Appendix A.1: Temperature and total mass

To show how the temperature and abundance determination change, we fitted the innermost bin of the galaxy groups in our sample using the two AtomDB versions. The results are shown in Fig. A.1. While at temperatures higher than 1.5 keV the temperature difference is quite small, at very low temperatures (i.e., kT<1 keV) the temperatures obtained using the version 2.0 are up to 18% higher than the ones obtained using version 1.3. At the same time, the obtained abundance is 20–30% lower with a trend of a larger deviation for higher temperatures. More in detail, we note that when the group abundance is relatively low (A< 0.6 A), the temperature deviation arises only for kT< 1 keV. In contrast, when the abundance is relatively high (A> 0.6 A), small differences can be observed already at a temperature of ~2 keV.

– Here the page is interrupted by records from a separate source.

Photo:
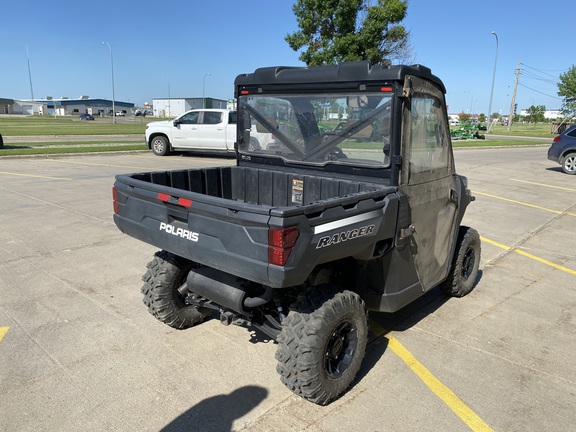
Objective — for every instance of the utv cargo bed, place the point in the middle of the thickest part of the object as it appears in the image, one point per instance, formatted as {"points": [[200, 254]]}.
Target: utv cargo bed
{"points": [[221, 216]]}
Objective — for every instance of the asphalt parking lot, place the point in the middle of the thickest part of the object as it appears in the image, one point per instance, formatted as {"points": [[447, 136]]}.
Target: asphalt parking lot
{"points": [[79, 351]]}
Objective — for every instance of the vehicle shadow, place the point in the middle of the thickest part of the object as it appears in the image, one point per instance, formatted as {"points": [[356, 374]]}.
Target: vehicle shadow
{"points": [[218, 413]]}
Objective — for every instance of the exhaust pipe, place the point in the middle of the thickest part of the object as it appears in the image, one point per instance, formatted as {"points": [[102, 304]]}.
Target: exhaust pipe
{"points": [[224, 289]]}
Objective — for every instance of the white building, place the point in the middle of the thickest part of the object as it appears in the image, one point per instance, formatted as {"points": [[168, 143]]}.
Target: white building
{"points": [[173, 107], [65, 106], [548, 114]]}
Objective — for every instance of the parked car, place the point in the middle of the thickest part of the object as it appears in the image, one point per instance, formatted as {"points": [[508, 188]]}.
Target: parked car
{"points": [[563, 150]]}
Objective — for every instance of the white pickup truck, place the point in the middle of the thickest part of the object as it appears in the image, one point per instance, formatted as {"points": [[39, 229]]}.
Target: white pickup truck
{"points": [[210, 130]]}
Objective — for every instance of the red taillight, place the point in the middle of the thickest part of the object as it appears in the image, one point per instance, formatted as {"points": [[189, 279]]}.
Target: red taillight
{"points": [[185, 202], [163, 197], [115, 198], [280, 244]]}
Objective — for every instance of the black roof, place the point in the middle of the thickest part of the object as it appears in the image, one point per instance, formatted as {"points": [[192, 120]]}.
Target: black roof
{"points": [[339, 75]]}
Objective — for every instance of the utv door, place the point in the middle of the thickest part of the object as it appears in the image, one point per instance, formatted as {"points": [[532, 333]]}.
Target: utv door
{"points": [[428, 179]]}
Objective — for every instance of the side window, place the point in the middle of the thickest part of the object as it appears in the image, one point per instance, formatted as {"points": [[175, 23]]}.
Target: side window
{"points": [[429, 140], [190, 118], [211, 117]]}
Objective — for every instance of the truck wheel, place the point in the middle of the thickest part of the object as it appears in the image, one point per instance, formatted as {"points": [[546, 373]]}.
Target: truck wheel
{"points": [[464, 269], [322, 344], [569, 163], [160, 146], [165, 274]]}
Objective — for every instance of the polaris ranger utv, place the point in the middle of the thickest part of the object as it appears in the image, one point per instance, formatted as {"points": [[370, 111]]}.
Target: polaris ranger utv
{"points": [[350, 204]]}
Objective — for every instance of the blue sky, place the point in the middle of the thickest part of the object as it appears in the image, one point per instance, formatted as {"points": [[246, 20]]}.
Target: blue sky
{"points": [[170, 47]]}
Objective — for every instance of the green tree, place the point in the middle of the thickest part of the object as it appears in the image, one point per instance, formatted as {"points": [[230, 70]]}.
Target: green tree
{"points": [[464, 118], [536, 113], [332, 31], [567, 90]]}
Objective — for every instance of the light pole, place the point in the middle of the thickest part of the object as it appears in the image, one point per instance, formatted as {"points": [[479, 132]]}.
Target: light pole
{"points": [[113, 95], [203, 87], [492, 89], [471, 100]]}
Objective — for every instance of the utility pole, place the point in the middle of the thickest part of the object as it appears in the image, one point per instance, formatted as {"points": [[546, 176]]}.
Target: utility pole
{"points": [[29, 73], [514, 96]]}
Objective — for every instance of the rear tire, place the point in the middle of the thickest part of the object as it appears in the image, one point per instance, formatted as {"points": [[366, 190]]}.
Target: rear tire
{"points": [[569, 163], [322, 344], [465, 263], [160, 146], [166, 273]]}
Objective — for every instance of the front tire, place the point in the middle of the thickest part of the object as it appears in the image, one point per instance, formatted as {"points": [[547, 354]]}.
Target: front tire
{"points": [[464, 269], [322, 344], [569, 163], [160, 146], [166, 273]]}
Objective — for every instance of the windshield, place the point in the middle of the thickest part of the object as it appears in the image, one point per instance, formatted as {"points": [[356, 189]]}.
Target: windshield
{"points": [[351, 129]]}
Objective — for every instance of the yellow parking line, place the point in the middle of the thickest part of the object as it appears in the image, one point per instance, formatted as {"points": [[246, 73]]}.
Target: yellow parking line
{"points": [[545, 185], [34, 176], [529, 255], [90, 164], [523, 203], [3, 331], [444, 393]]}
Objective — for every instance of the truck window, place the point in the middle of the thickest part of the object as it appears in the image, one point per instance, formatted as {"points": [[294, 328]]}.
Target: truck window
{"points": [[211, 117], [189, 118]]}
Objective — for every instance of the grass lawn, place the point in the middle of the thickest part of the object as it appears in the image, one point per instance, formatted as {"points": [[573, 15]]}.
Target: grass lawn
{"points": [[541, 130], [49, 125]]}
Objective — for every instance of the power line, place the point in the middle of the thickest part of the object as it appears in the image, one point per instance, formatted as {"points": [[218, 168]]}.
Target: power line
{"points": [[537, 91]]}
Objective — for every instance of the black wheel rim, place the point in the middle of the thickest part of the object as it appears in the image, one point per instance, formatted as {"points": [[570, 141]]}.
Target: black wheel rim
{"points": [[468, 263], [340, 349]]}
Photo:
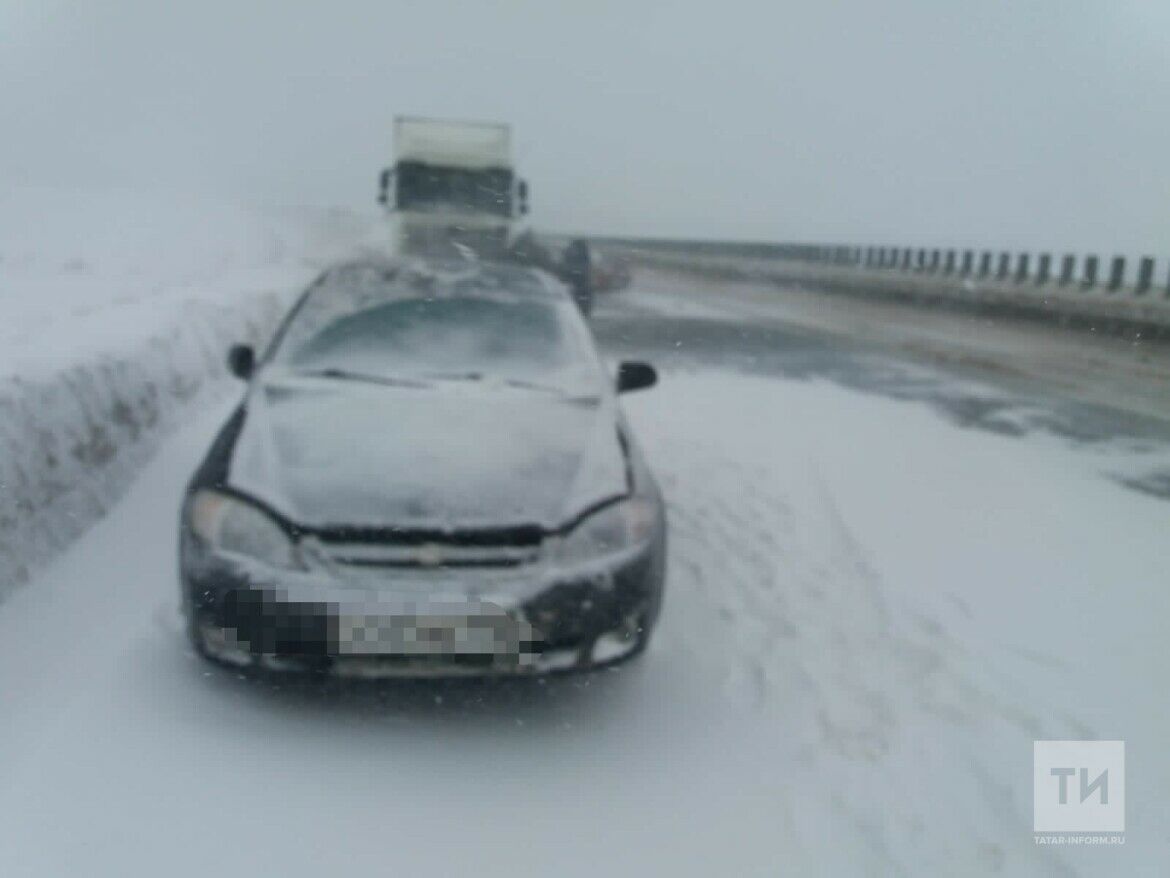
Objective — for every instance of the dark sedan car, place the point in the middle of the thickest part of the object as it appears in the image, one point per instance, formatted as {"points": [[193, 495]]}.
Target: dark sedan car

To investigate how much this influences the total mass estimate we used NGC 3402 as a test case because of its low temperature and good quality of data. Since many authors use a MEKAL model instead of the APEC model, we also included this thermal plasma model in our analysis. We determined the temperature profile for the different models and for different abundance tables (i.e., from Anders & Grevesse 1989 and Asplund et al. 2009). As shown in Fig. A.2 (left panel), while the profile from MEKAL and the old AtomDB version agree quite well, the new AtomDB has a higher temperature at all radii. This translates into a total mass higher by ~10%. Although the effect is weak, a higher temperature is also obtained when the old abundance table from Anders & Grevesse (1989) instead of the most recent table from Asplund et al. (2009) is used.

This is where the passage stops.